Raccomandatela a quel codardo di cappellano, o meglio dire alla Provvidenza! Ma i destini di Guglielmo sono compiuti; sono stanco di vivere, di vagare per terre e mari, stanco dei Turchi e piú dei Cristiani; questo castello è lo scoglio del mio naufragio; qui dobbiamo amendue morire.
— E sia pure, soggiunse Eloisa, sollevando uno sguardo di preghiera all'Eterno; non si pensi piú che a morire e a vender cara la nostra vita!
VI
Il cappellano, cacciato da quell'aspro rabbuffo di Eloisa, era fuggito, piangendo e tutto tremante, nella chiesuola del castello, ove la principessa Irene, nel solenne raccoglimento del suo dolore, passava da per se sola lung'ora della giornata.

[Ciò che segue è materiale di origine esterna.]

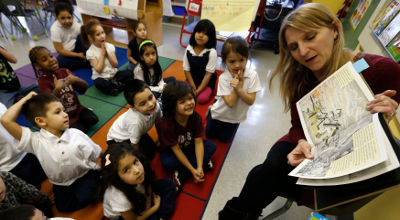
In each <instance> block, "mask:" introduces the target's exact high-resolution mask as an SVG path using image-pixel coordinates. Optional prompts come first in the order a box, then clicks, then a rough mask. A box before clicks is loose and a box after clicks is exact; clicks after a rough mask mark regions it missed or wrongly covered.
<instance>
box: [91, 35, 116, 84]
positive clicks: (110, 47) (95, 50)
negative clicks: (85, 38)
mask: <svg viewBox="0 0 400 220" xmlns="http://www.w3.org/2000/svg"><path fill="white" fill-rule="evenodd" d="M106 50H107V53H108V54H114V53H115V47H114V45H112V44H110V43H107V42H106ZM100 56H101V48H100V47H96V46H95V45H94V44H92V45H90V47H89V49H88V50H87V51H86V59H87V60H89V61H90V60H99V59H100ZM92 72H93V74H92V79H93V80H95V79H97V78H99V77H100V78H103V79H111V78H113V77H114V76H115V74H116V73H117V72H118V69H117V68H114V67H112V65H111V63H110V61H109V60H108V58H107V57H106V58H105V59H104V66H103V72H101V73H98V72H96V70H95V69H94V68H92Z"/></svg>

La faccia paffuta del buon prete, contratta dalla paura e da una smorfia veramente grottesca, cui si atteggiava nel piangere, contrastava in singolar modo coll'angelica fisonomia della vergine, che già sentivasi sollevata a miglior mondo.
— Poveri noi! siamo perduti! non v'è piú remessione; bisogna morire! esclamò il cappellano, gittandosi colla faccia a terra, presso l'altare.
— E se bisogna morire, rispose Irene, imperturbabile nella sublime serenità dell'anima sua — oh rallegriamocene... ringraziamo Iddio!
E le pupille della vergine, vieppiù risplendenti nel pallore delle sue gote, si levarono verso il cielo con tale raccoglimento di tutte le sue facoltà; le sue belle mani, estenuate, candidissime, si strinsero con tale un atto sopra il petto, che l'avresti creduta un angiolo, pronto a spiccare il volo verso le sfere.